The transcriptional changes lined up in many cases with the chromatin landscape and histone methylation markers. Subramaniam believes that the “chromatin really defines the transcription, the state of the cell”. His group went further to identify the basis of chromatin alteration, and he showed a slide based on transcription factor target enrichment in which a group of just 10 miRNAs and transcription factors explain the networks of altered chromatin and transcription yielding distinct AD endotypes—the mechanistic, pathobiological bases for disease pathology, such as downregulated neuronal lineage. These nodes driving the endotypes represent potential targets.  

Importantly, comparison of these results to prior transcriptional analyses of PSEN1-mutant human brain samples revealed strong overlap. Subramaniam also applied these methods to sporadic AD brain samples. “The brains from human postmortem samples showed exactly the same endotypes,” he found. Based on these correlations, although much of his work has focused on early-onset FAD, which accounts for only 5% of AD, Subramaniam believes his results are informative for all AD cases.  

Subramaniam also tested differentiated neurons with known FAD-causative mutations in APP and PSEN2, revealing the same patterns. Including these datasets, he identified correlation between the time of FAD onset associated with a particular mutation (more “severe” mutations show earlier onset) and the magnitude of neuronal repression.
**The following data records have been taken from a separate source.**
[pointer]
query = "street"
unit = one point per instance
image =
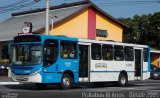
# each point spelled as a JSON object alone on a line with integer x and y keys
{"x": 135, "y": 89}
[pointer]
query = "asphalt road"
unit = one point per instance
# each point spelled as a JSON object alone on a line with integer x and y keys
{"x": 136, "y": 89}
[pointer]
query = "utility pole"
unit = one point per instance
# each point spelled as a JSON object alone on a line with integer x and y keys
{"x": 47, "y": 17}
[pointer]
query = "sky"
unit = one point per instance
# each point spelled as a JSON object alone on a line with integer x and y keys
{"x": 116, "y": 8}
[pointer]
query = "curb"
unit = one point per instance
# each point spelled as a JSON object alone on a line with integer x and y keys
{"x": 9, "y": 83}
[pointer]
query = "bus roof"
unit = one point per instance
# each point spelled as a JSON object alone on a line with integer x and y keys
{"x": 60, "y": 37}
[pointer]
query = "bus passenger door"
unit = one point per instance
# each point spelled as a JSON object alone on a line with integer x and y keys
{"x": 138, "y": 64}
{"x": 84, "y": 63}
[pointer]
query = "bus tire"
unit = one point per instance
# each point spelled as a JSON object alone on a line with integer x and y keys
{"x": 66, "y": 82}
{"x": 41, "y": 85}
{"x": 99, "y": 84}
{"x": 123, "y": 80}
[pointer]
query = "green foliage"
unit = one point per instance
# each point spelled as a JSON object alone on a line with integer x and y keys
{"x": 143, "y": 29}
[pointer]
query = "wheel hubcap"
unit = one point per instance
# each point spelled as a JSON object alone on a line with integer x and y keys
{"x": 66, "y": 82}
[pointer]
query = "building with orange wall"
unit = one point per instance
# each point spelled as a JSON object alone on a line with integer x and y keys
{"x": 81, "y": 19}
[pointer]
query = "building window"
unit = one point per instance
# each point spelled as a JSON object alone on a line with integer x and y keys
{"x": 68, "y": 50}
{"x": 118, "y": 53}
{"x": 107, "y": 52}
{"x": 101, "y": 33}
{"x": 96, "y": 51}
{"x": 128, "y": 53}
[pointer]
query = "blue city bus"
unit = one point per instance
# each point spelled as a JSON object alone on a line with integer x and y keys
{"x": 43, "y": 60}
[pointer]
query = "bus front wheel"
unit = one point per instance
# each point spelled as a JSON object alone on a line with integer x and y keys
{"x": 66, "y": 82}
{"x": 123, "y": 80}
{"x": 41, "y": 85}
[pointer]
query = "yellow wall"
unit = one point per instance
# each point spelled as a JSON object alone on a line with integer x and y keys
{"x": 154, "y": 59}
{"x": 76, "y": 26}
{"x": 114, "y": 31}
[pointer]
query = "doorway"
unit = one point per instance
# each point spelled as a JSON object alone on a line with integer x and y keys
{"x": 138, "y": 64}
{"x": 84, "y": 63}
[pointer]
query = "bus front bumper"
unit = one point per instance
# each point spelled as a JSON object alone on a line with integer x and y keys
{"x": 26, "y": 78}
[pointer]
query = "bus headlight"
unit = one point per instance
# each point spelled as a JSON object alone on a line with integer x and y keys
{"x": 36, "y": 72}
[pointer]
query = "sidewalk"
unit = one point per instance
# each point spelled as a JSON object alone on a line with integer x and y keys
{"x": 4, "y": 80}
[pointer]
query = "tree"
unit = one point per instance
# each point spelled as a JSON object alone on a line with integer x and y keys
{"x": 143, "y": 29}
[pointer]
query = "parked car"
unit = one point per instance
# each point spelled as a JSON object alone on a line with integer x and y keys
{"x": 155, "y": 72}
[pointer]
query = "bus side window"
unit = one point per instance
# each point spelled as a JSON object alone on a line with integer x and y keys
{"x": 118, "y": 53}
{"x": 128, "y": 51}
{"x": 50, "y": 52}
{"x": 68, "y": 50}
{"x": 107, "y": 52}
{"x": 145, "y": 54}
{"x": 96, "y": 51}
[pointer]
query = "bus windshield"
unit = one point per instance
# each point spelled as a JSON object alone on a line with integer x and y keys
{"x": 27, "y": 54}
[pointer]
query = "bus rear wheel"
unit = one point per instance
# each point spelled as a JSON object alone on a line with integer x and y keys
{"x": 123, "y": 80}
{"x": 99, "y": 84}
{"x": 66, "y": 82}
{"x": 41, "y": 85}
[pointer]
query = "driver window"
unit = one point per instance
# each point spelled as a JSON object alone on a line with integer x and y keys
{"x": 50, "y": 52}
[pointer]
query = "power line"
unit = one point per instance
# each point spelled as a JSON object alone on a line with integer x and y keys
{"x": 17, "y": 5}
{"x": 127, "y": 3}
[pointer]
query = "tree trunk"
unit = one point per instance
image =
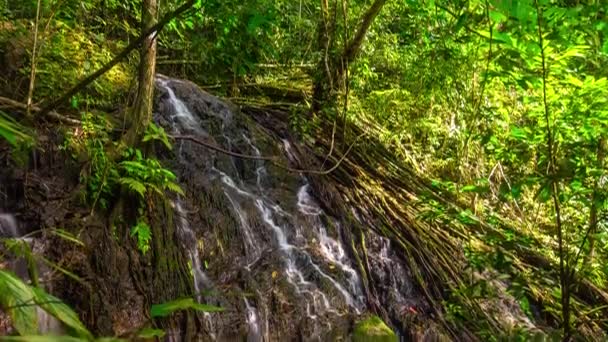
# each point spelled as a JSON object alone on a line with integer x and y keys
{"x": 332, "y": 67}
{"x": 142, "y": 110}
{"x": 593, "y": 215}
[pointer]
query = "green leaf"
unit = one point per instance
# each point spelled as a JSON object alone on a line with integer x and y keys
{"x": 134, "y": 185}
{"x": 17, "y": 299}
{"x": 519, "y": 133}
{"x": 151, "y": 333}
{"x": 174, "y": 187}
{"x": 43, "y": 338}
{"x": 55, "y": 307}
{"x": 67, "y": 236}
{"x": 166, "y": 309}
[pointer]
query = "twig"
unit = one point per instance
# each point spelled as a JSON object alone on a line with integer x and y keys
{"x": 52, "y": 114}
{"x": 563, "y": 274}
{"x": 30, "y": 91}
{"x": 269, "y": 159}
{"x": 135, "y": 44}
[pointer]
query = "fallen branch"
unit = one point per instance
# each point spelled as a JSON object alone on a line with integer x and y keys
{"x": 51, "y": 114}
{"x": 134, "y": 45}
{"x": 273, "y": 161}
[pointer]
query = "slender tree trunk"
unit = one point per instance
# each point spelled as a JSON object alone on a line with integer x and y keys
{"x": 332, "y": 67}
{"x": 142, "y": 110}
{"x": 594, "y": 206}
{"x": 30, "y": 92}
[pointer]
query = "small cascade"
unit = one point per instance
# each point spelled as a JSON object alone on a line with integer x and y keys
{"x": 189, "y": 240}
{"x": 8, "y": 226}
{"x": 181, "y": 113}
{"x": 254, "y": 334}
{"x": 331, "y": 249}
{"x": 9, "y": 229}
{"x": 283, "y": 248}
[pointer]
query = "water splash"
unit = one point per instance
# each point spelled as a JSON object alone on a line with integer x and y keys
{"x": 331, "y": 249}
{"x": 8, "y": 226}
{"x": 188, "y": 237}
{"x": 254, "y": 334}
{"x": 181, "y": 114}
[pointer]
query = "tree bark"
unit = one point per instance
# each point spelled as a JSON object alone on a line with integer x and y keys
{"x": 142, "y": 109}
{"x": 124, "y": 53}
{"x": 593, "y": 215}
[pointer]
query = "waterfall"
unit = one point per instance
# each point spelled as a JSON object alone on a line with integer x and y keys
{"x": 281, "y": 231}
{"x": 8, "y": 226}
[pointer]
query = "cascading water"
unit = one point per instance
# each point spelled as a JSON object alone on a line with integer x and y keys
{"x": 9, "y": 229}
{"x": 8, "y": 226}
{"x": 264, "y": 233}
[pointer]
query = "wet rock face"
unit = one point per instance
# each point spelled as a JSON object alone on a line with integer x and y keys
{"x": 260, "y": 244}
{"x": 266, "y": 250}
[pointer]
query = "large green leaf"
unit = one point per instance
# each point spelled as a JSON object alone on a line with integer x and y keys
{"x": 43, "y": 338}
{"x": 17, "y": 299}
{"x": 166, "y": 309}
{"x": 151, "y": 333}
{"x": 62, "y": 312}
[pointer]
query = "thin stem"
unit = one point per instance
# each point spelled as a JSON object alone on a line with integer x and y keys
{"x": 30, "y": 91}
{"x": 563, "y": 274}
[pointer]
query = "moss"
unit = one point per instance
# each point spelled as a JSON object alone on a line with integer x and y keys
{"x": 373, "y": 329}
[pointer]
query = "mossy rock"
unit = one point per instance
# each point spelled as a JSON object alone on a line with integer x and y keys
{"x": 373, "y": 329}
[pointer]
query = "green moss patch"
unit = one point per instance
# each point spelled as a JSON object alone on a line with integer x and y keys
{"x": 373, "y": 329}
This suggests that fibroblasts could be isolated from AD patients by skin biopsy and used to establish iPSCs and then neurons, and the chromatin landscape and transcriptional profile could be assessed to provide a differentiation “score”. Less neuronal dedication would be indicative of a worse prognosis, and this method could provide a metric for disease staging. 

With an eye toward improved treatment, Subramaniam returned to the failed gamma secretase inhibitors to understand their effects on chromatin and transcription in PSEN1-mutant neurons. The inhibitors only partially restored neuronal differentiation, and Subramaniam believes that this incomplete restoration explains the drugs’ ultimate lack of success. However, by focusing on the AD endotypes and the ability of treatments to reverse them, he believes better drugs or combinations can be more easily identified. 

Perhaps even more exciting, Subramaniam is finding similar phenomenology in Parkinson’s disease, Huntington’s disease, traumatic brain injury, even glioma—an “extreme case of de-differentiation”. Subramaniam sees a common underlying theme to neurodegenerative disorders in which cells trace their way back from a defined lineage-specified state to a de-differentiated, intermediate, plastic state.  

He shared his pet theory that de-differentiation is fundamentally a protective mechanism of human physiology—something that occurs in wound healing, for instance. “When there is stress in cells and tissues, there’s a programming message to go back into a protective state.” However, in the case of neurons, there is an inability at some point to recover the differentiated state; the loss of synapses is irrecoverable. But Subramaniam remains hopeful: “If we can figure out how to address this path, prevent it from going from the neuronal state, with early detection and intervention at this level, we should be able to reverse the path of neurodegeneration.”